Press release of the day, from the State Department, issued late yesterday, under the headline "Persecution of Religious Minorities in Iran":
We are dismayed over reports that the Iranian courts are requiring Youcef Nadarkhani to recant his Christian faith or face the death penalty for apostasy – a charge based on his religious beliefs. If carried out, it would be the first execution for apostasy in Iran since 1990.
He is just one of thousands who face persecution for their religious beliefs in Iran, including the seven leaders of the Baha'i community whose imprisonment was increased to 20 years for practicing their faith and hundreds of Sufis who have been flogged in public because of their beliefs.
While Iran's leaders hypocritically claim to promote tolerance, they continue to detain, imprison, harass, and abuse those who simply wish to worship the faith of their choosing.
We join the international community in continuing to call on the Iranian government to respect the fundamental rights of all its citizens and uphold its international commitments to protect them.

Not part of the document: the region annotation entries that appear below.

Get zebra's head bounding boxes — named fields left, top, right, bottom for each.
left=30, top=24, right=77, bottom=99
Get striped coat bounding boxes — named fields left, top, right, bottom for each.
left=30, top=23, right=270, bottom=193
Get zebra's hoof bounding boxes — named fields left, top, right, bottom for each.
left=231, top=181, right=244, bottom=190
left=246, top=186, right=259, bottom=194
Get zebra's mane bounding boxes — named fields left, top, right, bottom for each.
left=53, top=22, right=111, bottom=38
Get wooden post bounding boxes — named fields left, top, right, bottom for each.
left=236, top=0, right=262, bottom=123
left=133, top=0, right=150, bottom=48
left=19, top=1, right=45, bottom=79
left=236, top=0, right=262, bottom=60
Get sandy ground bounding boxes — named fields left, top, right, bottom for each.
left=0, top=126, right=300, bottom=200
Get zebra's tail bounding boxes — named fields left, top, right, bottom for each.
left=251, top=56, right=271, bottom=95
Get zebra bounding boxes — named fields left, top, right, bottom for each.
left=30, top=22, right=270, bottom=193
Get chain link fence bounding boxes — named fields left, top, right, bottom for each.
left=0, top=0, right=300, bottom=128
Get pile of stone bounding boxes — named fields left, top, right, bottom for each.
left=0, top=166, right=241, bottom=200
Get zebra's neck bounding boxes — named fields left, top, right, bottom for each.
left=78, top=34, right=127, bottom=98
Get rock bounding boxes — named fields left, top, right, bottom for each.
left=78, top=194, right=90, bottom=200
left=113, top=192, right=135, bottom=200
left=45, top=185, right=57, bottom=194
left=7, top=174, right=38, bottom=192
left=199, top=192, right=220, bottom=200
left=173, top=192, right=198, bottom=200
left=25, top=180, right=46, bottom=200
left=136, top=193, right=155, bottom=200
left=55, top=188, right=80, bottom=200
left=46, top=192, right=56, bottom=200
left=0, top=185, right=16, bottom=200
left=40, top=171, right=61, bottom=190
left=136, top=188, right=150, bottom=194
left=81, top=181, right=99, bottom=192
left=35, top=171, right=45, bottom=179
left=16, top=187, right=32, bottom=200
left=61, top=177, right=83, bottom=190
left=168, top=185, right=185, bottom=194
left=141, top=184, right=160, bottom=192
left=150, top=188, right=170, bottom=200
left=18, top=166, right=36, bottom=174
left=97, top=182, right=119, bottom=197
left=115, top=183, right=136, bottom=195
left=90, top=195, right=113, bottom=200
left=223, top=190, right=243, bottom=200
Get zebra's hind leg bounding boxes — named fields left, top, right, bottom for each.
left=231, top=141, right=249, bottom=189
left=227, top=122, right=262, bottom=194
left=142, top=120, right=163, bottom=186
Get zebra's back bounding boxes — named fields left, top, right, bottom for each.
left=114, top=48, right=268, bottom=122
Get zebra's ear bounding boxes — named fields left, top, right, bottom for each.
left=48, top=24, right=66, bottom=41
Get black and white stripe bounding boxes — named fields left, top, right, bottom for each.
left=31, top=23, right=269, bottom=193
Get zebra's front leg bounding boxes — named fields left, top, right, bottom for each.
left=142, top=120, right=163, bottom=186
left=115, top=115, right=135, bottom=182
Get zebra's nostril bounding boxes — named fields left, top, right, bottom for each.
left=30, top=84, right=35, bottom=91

Nothing on this today that I could find in print editions of either the New York Times or the Wall Street Journal. Nothing even, as of this moment, in Goldblog. Nothing on the Web site of Human Rights Watch, the George-Soros-funded outfit that seems more interested in describing Jews as a "race" and likening Israeli Nobel peace laureate Shimon Peres to leaders of the segregationist American South during the Jim Crow era. Where are all the anti-death-penalty left-wing editorial writers and activists when they are needed most?